If While I am listening to a speaker I am freed from the personal lens. I do respond in a moment with questions and silences while noticing and adapting to the emotional state of the speaker: Tone of voice, Face expressions, Body language, environment temperatures, etc. Then I know that I am committed to helping the speaker move through whatever they are expressing. In this case, I am aware that I am actively listening at level 3: Global Listening.
My question now again comes: At what level are you listening usually?
The anthropologist side of an Agile coach or Scrum Master:
As an agile coach, I am amazed by the idea of being a fieldwork anthropologist. I aim to create environments happier for people that make them excel in their work.
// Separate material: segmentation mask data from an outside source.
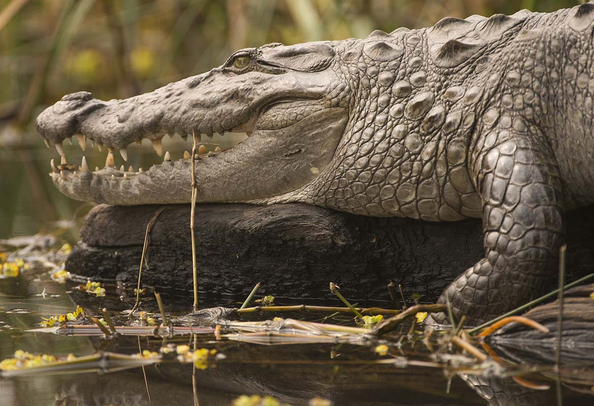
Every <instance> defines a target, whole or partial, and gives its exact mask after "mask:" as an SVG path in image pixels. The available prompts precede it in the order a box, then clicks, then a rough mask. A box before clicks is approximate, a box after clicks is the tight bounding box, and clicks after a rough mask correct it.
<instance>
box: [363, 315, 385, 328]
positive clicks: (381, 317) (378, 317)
mask: <svg viewBox="0 0 594 406" xmlns="http://www.w3.org/2000/svg"><path fill="white" fill-rule="evenodd" d="M361 320H362V321H363V327H364V328H369V329H371V328H373V327H375V325H376V324H378V323H381V322H382V320H384V316H382V315H381V314H378V315H377V316H363V318H362V319H361Z"/></svg>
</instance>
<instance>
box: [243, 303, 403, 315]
mask: <svg viewBox="0 0 594 406" xmlns="http://www.w3.org/2000/svg"><path fill="white" fill-rule="evenodd" d="M356 309H357V310H358V311H359V312H360V313H361V314H370V315H372V316H375V315H378V314H390V315H395V314H400V313H401V311H400V310H395V309H384V308H381V307H368V308H363V307H356ZM260 312H273V313H274V312H279V313H281V312H329V313H352V311H351V309H349V308H346V307H338V306H309V305H294V306H256V307H246V308H243V309H239V310H237V313H239V314H245V313H260Z"/></svg>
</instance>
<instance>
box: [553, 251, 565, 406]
mask: <svg viewBox="0 0 594 406" xmlns="http://www.w3.org/2000/svg"><path fill="white" fill-rule="evenodd" d="M566 253H567V244H563V246H562V247H561V248H560V249H559V296H558V299H557V301H558V302H559V316H558V319H557V345H556V348H555V369H556V370H557V380H556V383H557V385H556V386H557V405H558V406H561V405H562V404H563V396H562V394H561V372H560V368H561V344H562V342H563V299H564V296H565V288H564V286H565V254H566Z"/></svg>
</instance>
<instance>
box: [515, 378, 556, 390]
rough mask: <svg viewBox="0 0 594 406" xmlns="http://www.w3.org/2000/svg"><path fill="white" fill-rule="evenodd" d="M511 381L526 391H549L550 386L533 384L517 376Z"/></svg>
mask: <svg viewBox="0 0 594 406" xmlns="http://www.w3.org/2000/svg"><path fill="white" fill-rule="evenodd" d="M512 379H513V380H514V382H516V383H517V384H518V385H520V386H523V387H525V388H528V389H531V390H549V389H551V387H550V385H547V384H544V383H534V382H531V381H529V380H527V379H525V378H521V377H519V376H513V377H512Z"/></svg>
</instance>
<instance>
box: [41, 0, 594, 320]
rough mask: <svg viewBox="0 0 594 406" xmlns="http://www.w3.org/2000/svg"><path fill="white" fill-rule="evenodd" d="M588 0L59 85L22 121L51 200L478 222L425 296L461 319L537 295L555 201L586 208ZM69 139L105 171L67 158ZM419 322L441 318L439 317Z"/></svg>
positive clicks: (261, 47)
mask: <svg viewBox="0 0 594 406" xmlns="http://www.w3.org/2000/svg"><path fill="white" fill-rule="evenodd" d="M593 22H594V4H591V3H586V4H583V5H580V6H576V7H573V8H570V9H562V10H558V11H556V12H552V13H533V12H529V11H527V10H522V11H519V12H517V13H515V14H513V15H509V16H506V15H501V14H498V15H493V16H492V17H490V18H486V17H482V16H478V15H473V16H471V17H468V18H466V19H458V18H444V19H442V20H440V21H439V22H437V23H436V24H435V25H434V26H433V27H430V28H423V29H415V30H409V29H406V28H399V29H396V30H395V31H393V32H391V33H386V32H383V31H374V32H372V33H371V34H370V35H369V36H368V37H367V38H365V39H346V40H342V41H323V42H309V43H303V44H297V45H287V46H285V45H282V44H279V43H273V44H268V45H264V46H261V47H258V48H249V49H242V50H239V51H237V52H235V53H233V54H232V55H231V56H230V57H229V58H228V60H227V61H226V62H225V63H224V64H223V65H222V66H220V67H218V68H215V69H212V70H210V71H209V72H207V73H204V74H201V75H197V76H193V77H189V78H186V79H184V80H181V81H178V82H174V83H170V84H168V85H166V86H164V87H162V88H159V89H157V90H155V91H153V92H150V93H146V94H142V95H138V96H135V97H132V98H128V99H123V100H110V101H101V100H98V99H95V98H93V96H92V94H91V93H89V92H78V93H74V94H69V95H66V96H64V97H63V98H62V99H61V100H60V101H58V102H57V103H56V104H54V105H53V106H50V107H48V108H47V109H45V110H44V111H43V112H42V113H41V114H40V115H39V116H38V118H37V123H36V125H37V130H38V132H39V133H40V135H41V136H42V137H43V138H44V139H45V141H46V144H47V145H48V146H49V145H50V143H54V144H55V146H56V148H57V150H58V152H59V154H60V155H61V156H62V159H61V165H56V164H55V163H54V162H53V161H52V173H51V176H52V179H53V182H54V183H55V185H56V186H57V187H58V188H59V190H61V191H62V192H63V193H64V194H66V195H67V196H70V197H72V198H74V199H78V200H83V201H93V202H98V203H108V204H112V205H140V204H170V203H188V202H190V201H191V197H192V187H191V184H192V174H193V173H192V168H193V167H194V175H195V182H196V188H197V189H196V190H197V191H196V198H197V201H198V202H247V203H254V204H275V203H288V202H302V203H306V204H310V205H317V206H323V207H326V208H330V209H335V210H339V211H345V212H349V213H353V214H356V215H364V216H380V217H381V216H400V217H409V218H415V219H420V220H425V221H457V220H462V219H464V218H467V217H479V218H482V221H483V230H484V232H483V236H484V241H483V243H484V252H485V255H484V258H483V259H481V260H480V261H478V262H477V263H476V264H475V265H474V266H471V267H470V268H468V269H467V270H466V271H465V272H463V273H462V274H461V275H460V276H459V277H458V278H457V279H456V280H455V281H454V282H453V283H452V284H451V285H450V286H449V287H447V288H446V290H445V291H444V293H443V295H442V296H441V298H440V299H439V300H440V302H442V303H443V302H449V303H450V304H451V308H452V310H453V312H454V314H455V315H456V316H458V317H460V316H461V315H465V316H466V317H467V321H468V322H469V323H478V322H481V321H483V320H486V319H490V318H492V317H494V316H497V315H499V314H501V313H503V312H506V311H508V310H510V309H512V308H515V307H517V306H518V305H521V304H523V303H525V302H526V301H528V300H529V299H531V298H532V297H534V296H535V295H538V294H540V293H541V292H542V291H543V290H544V289H546V288H547V287H548V286H549V284H550V282H551V277H552V275H554V274H555V268H556V262H557V258H558V256H559V254H558V252H559V248H560V247H561V246H562V244H563V242H564V233H565V220H564V216H565V212H566V211H567V210H569V209H573V208H577V207H582V206H586V205H589V204H592V203H594V133H593V130H592V129H593V128H594V127H593V112H594V110H593V104H592V97H593V95H594V63H592V61H593V60H594V59H593V57H594V47H593V45H594V44H593V40H592V36H593V27H594V24H593ZM226 132H245V133H246V134H247V135H248V137H247V138H246V139H245V141H243V142H241V143H239V144H238V145H236V146H234V147H233V148H231V149H228V150H225V151H222V152H218V153H212V154H211V153H209V154H207V155H201V154H194V155H191V154H185V157H184V158H183V159H180V160H175V161H173V160H171V156H170V154H168V153H167V154H165V159H164V161H163V163H162V164H159V165H156V166H153V167H152V168H150V170H147V171H144V172H140V171H139V172H134V170H133V168H131V171H129V172H126V171H122V170H121V169H120V170H118V169H117V168H116V167H115V165H114V152H115V150H119V151H120V152H121V154H122V157H123V159H124V160H126V159H127V154H128V153H127V149H126V147H127V146H128V145H129V144H131V143H134V142H141V141H142V140H143V139H145V138H146V139H149V140H151V141H152V143H153V146H154V147H155V150H156V151H157V153H158V154H160V155H161V154H162V152H163V151H162V144H161V138H162V137H163V136H164V135H165V134H174V133H176V134H179V135H181V136H182V137H183V138H187V137H188V136H192V137H194V138H195V141H196V140H199V139H200V138H201V137H202V136H212V135H213V133H223V134H224V133H226ZM74 136H76V137H77V139H78V141H79V143H80V144H81V147H82V148H83V149H84V147H85V146H86V142H87V141H88V140H90V141H92V142H94V143H97V144H98V145H105V146H106V147H107V148H108V149H109V151H108V155H107V160H106V165H105V168H103V169H100V170H96V171H95V172H92V171H90V170H89V169H88V165H87V163H86V161H85V160H84V158H83V162H82V163H81V165H72V164H68V163H67V160H66V159H65V155H64V149H63V147H62V142H63V141H64V140H65V139H67V138H70V137H74ZM435 320H436V321H438V322H443V321H445V320H446V318H445V316H444V315H437V316H436V317H435Z"/></svg>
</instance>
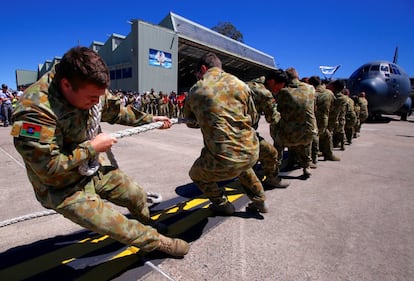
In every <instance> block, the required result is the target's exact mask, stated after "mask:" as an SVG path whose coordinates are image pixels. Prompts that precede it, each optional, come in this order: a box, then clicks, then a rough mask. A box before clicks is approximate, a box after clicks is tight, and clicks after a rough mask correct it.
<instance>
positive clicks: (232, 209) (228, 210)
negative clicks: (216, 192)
mask: <svg viewBox="0 0 414 281" xmlns="http://www.w3.org/2000/svg"><path fill="white" fill-rule="evenodd" d="M209 209H210V210H211V211H213V213H215V214H218V215H222V216H231V215H232V214H234V212H235V211H236V209H235V208H234V205H233V204H232V203H230V202H229V201H226V202H224V203H222V204H214V203H211V204H210V206H209Z"/></svg>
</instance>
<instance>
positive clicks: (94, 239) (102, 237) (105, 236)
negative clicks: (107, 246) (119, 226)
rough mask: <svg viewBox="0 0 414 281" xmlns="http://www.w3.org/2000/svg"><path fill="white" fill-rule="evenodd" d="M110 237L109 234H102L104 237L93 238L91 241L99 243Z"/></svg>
mask: <svg viewBox="0 0 414 281" xmlns="http://www.w3.org/2000/svg"><path fill="white" fill-rule="evenodd" d="M108 238H110V237H109V236H108V235H104V236H102V237H99V238H96V239H93V240H92V241H91V243H99V242H101V241H104V240H105V239H108Z"/></svg>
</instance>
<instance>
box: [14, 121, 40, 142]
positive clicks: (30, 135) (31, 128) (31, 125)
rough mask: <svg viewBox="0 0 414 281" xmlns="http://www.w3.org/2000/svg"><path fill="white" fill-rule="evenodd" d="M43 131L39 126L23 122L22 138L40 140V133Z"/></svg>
mask: <svg viewBox="0 0 414 281" xmlns="http://www.w3.org/2000/svg"><path fill="white" fill-rule="evenodd" d="M41 131H42V126H41V125H38V124H33V123H28V122H23V124H22V127H21V129H20V134H19V135H20V136H22V137H29V138H34V139H37V140H39V139H40V132H41Z"/></svg>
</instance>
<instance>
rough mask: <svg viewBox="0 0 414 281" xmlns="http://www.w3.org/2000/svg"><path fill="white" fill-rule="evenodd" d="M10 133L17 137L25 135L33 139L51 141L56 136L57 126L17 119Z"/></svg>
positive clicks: (48, 141)
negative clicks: (55, 133) (36, 123)
mask: <svg viewBox="0 0 414 281" xmlns="http://www.w3.org/2000/svg"><path fill="white" fill-rule="evenodd" d="M10 135H12V136H13V137H15V138H18V137H25V138H30V139H31V140H32V141H39V142H41V143H51V142H53V139H54V137H55V128H53V127H48V126H44V125H43V126H42V125H39V124H35V123H30V122H24V121H23V122H22V121H16V122H14V123H13V127H12V130H11V133H10Z"/></svg>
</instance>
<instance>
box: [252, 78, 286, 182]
mask: <svg viewBox="0 0 414 281" xmlns="http://www.w3.org/2000/svg"><path fill="white" fill-rule="evenodd" d="M274 77H275V74H274V72H271V73H269V74H268V75H267V76H266V77H264V76H262V77H259V78H257V79H254V80H252V81H249V82H248V83H247V85H248V86H249V88H250V89H251V90H252V97H253V101H254V104H255V106H256V110H257V113H258V114H257V116H258V118H257V120H254V122H253V127H254V128H255V129H256V130H257V128H258V126H259V120H260V115H261V114H262V113H263V114H264V116H265V118H266V121H267V122H268V123H269V124H270V126H276V125H277V123H278V122H279V120H280V113H279V112H278V111H277V109H276V101H275V99H274V97H273V95H272V93H271V92H270V91H269V90H268V89H266V86H265V84H266V83H269V81H270V80H272V79H274ZM256 134H257V138H258V139H259V150H260V153H259V161H260V163H261V164H262V166H263V170H264V174H265V176H266V179H265V180H264V182H263V184H264V185H266V186H268V187H270V188H286V187H288V186H289V182H287V181H285V180H282V178H280V177H279V162H278V156H277V150H276V148H275V147H274V146H273V145H272V144H270V143H268V142H267V141H266V140H265V139H264V138H263V137H261V136H260V135H259V132H257V133H256Z"/></svg>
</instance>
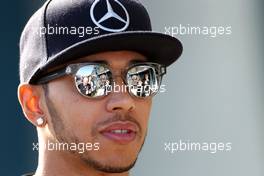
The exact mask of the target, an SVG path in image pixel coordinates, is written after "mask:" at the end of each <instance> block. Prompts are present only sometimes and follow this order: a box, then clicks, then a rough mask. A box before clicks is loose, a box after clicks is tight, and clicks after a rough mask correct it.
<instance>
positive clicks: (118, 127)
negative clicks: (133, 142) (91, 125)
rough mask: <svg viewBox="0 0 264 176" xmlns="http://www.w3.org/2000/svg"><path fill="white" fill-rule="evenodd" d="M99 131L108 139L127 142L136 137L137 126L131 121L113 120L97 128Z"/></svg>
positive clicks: (121, 141) (136, 131)
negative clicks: (105, 124)
mask: <svg viewBox="0 0 264 176" xmlns="http://www.w3.org/2000/svg"><path fill="white" fill-rule="evenodd" d="M99 132H100V133H101V134H102V135H103V136H104V137H106V138H107V139H109V140H112V141H114V142H116V143H119V144H128V143H130V142H132V141H133V140H134V139H135V138H136V134H137V133H138V127H137V125H135V124H134V123H132V122H121V121H118V122H113V123H110V124H108V125H107V126H105V127H102V128H101V129H99Z"/></svg>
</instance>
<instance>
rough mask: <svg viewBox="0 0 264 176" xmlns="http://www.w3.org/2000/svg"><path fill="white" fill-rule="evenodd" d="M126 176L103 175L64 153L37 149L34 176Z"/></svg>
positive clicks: (126, 173) (66, 152)
mask: <svg viewBox="0 0 264 176" xmlns="http://www.w3.org/2000/svg"><path fill="white" fill-rule="evenodd" d="M40 146H41V145H40ZM61 175H63V176H84V175H91V176H128V175H129V172H124V173H117V174H112V173H104V172H101V171H97V170H95V169H94V168H91V167H90V166H88V165H87V164H86V163H85V162H84V161H82V160H81V159H80V158H77V157H76V156H74V155H73V154H71V153H67V152H65V151H49V150H46V149H44V148H42V147H40V148H39V163H38V168H37V171H36V173H35V175H34V176H61Z"/></svg>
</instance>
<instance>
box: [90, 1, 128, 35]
mask: <svg viewBox="0 0 264 176" xmlns="http://www.w3.org/2000/svg"><path fill="white" fill-rule="evenodd" d="M100 1H101V0H95V1H94V3H93V4H92V6H91V9H90V15H91V18H92V21H93V22H94V24H95V25H96V26H98V27H99V28H101V29H103V30H105V31H108V32H122V31H124V30H126V29H127V27H128V26H129V14H128V12H127V10H126V8H125V7H124V6H123V4H121V2H119V1H118V0H114V1H115V3H117V4H118V5H119V6H120V7H121V8H122V9H123V11H124V12H125V14H126V19H124V18H122V17H120V16H119V15H118V14H117V13H116V12H115V11H114V9H113V7H112V5H111V4H110V2H109V0H106V4H107V7H106V8H107V13H106V14H105V15H104V16H103V17H102V18H101V19H99V20H96V19H95V15H94V8H95V6H96V5H97V4H98V3H99V2H100ZM109 18H114V19H115V20H118V21H120V22H122V23H124V26H123V27H122V28H120V29H111V28H108V27H106V26H103V25H102V22H104V21H106V20H108V19H109Z"/></svg>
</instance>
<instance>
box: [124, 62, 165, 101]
mask: <svg viewBox="0 0 264 176" xmlns="http://www.w3.org/2000/svg"><path fill="white" fill-rule="evenodd" d="M127 83H128V85H129V91H130V93H132V94H133V95H134V96H136V97H141V98H144V97H148V96H151V95H154V94H155V93H157V92H158V90H159V84H160V83H159V77H158V75H157V74H156V69H155V68H154V67H152V66H146V65H139V66H135V67H133V68H131V69H129V70H128V72H127Z"/></svg>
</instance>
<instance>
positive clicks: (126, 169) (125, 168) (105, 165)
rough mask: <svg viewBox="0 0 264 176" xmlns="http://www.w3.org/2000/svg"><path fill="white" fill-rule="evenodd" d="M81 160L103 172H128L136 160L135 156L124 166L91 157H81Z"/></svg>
mask: <svg viewBox="0 0 264 176" xmlns="http://www.w3.org/2000/svg"><path fill="white" fill-rule="evenodd" d="M82 160H83V161H84V162H85V163H86V164H87V165H88V166H89V167H91V168H93V169H95V170H97V171H100V172H104V173H123V172H128V171H129V170H130V169H132V168H133V167H134V166H135V164H136V161H137V158H136V159H135V160H134V161H133V162H131V163H130V164H127V165H126V166H120V165H118V164H116V165H113V163H111V164H104V163H101V162H99V161H96V160H93V159H91V158H86V157H82Z"/></svg>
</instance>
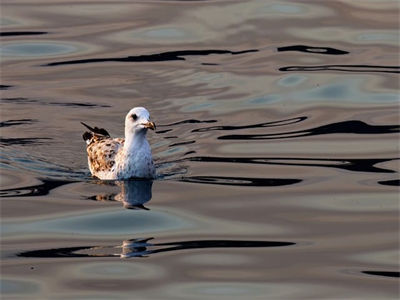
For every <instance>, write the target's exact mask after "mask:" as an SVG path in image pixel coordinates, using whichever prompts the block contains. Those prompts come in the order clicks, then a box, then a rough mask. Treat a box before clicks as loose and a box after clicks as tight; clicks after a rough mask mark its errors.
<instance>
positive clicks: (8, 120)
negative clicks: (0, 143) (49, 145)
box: [0, 119, 37, 127]
mask: <svg viewBox="0 0 400 300" xmlns="http://www.w3.org/2000/svg"><path fill="white" fill-rule="evenodd" d="M34 122H37V120H33V119H19V120H7V121H3V122H0V127H10V126H16V125H27V124H32V123H34Z"/></svg>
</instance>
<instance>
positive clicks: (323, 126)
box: [218, 120, 400, 140]
mask: <svg viewBox="0 0 400 300" xmlns="http://www.w3.org/2000/svg"><path fill="white" fill-rule="evenodd" d="M396 132H400V125H370V124H367V123H365V122H362V121H359V120H351V121H342V122H337V123H331V124H327V125H322V126H318V127H314V128H309V129H305V130H296V131H289V132H282V133H266V134H232V135H223V136H219V137H218V139H220V140H272V139H287V138H298V137H304V136H315V135H323V134H333V133H347V134H348V133H351V134H388V133H396Z"/></svg>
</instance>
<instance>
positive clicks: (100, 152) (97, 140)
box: [86, 134, 125, 178]
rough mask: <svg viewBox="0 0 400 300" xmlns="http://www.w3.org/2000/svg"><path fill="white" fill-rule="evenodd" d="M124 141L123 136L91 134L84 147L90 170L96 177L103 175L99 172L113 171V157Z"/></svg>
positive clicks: (98, 177) (117, 151) (98, 176)
mask: <svg viewBox="0 0 400 300" xmlns="http://www.w3.org/2000/svg"><path fill="white" fill-rule="evenodd" d="M124 142H125V139H123V138H115V139H112V138H109V137H104V136H100V135H96V134H95V135H93V137H92V138H91V139H90V143H89V144H88V146H87V148H86V150H87V153H88V163H89V169H90V172H92V174H93V175H94V176H96V177H98V178H101V177H103V176H102V175H101V174H106V173H114V169H115V157H116V155H117V153H118V151H119V150H120V148H122V147H123V144H124Z"/></svg>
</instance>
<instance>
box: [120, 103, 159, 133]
mask: <svg viewBox="0 0 400 300" xmlns="http://www.w3.org/2000/svg"><path fill="white" fill-rule="evenodd" d="M149 128H150V129H152V130H155V129H156V124H154V122H151V121H150V114H149V112H148V111H147V109H145V108H144V107H135V108H132V109H131V110H130V111H129V113H128V114H127V115H126V117H125V138H127V137H128V136H130V135H136V134H138V133H142V134H146V132H147V129H149Z"/></svg>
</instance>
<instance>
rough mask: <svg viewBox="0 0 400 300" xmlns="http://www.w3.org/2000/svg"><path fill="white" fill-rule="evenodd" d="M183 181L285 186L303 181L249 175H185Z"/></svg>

I enjoy tuning the best configurations of human interactions and helping individuals and groups to adopt systemic daily life at work that reflects on their well-being, on their capacity to solve complex problems, and take better and quicker decisions.
Through my Agile coaching journey: I have seen coaches, including myself in the past, having fun and passion while taking teams and individuals where they believe those ones should be as if they were holding the universal truth about how to do great and be the best.
Are you holding the universal truth?
Another important question here to ask: Are you holding a universal truth about how to do great and be the best? Maybe for you, however, I guess not for all kinds of human beings. So listening and connecting to people context and analyzing their relations with it, is a must for any coach that wants to do ethically his job.
Last few years, at any coaching mission I do accept as a challenge, I do start with interviews 1:1 (and sometimes 1:N) that generate the hope to people to achieve what they would love to reach their working journeys and therefore to extend to self-satisfaction.
As a result of caring about the people and their aspirations (through those interviews and globally listening to them), a great commitment is usually generated at the workplaces…The first seed is planted to help performant teams emerge to do a great job.
Now, you only need to help those teams among their hopes to walk step by step toward where their heart leads them: building up synergies, mutual understandings, harmonies around them, and great agile practices that help them…
Till they trust themselves to run smoothly, efficiently, and responsively while steadily adding value to their contexts.
Making the coaches independents
And then as great coaches do and aspire to do, you can disappear slowly, to make them independent from you… Cheers to you and to your great altruist and empathic being.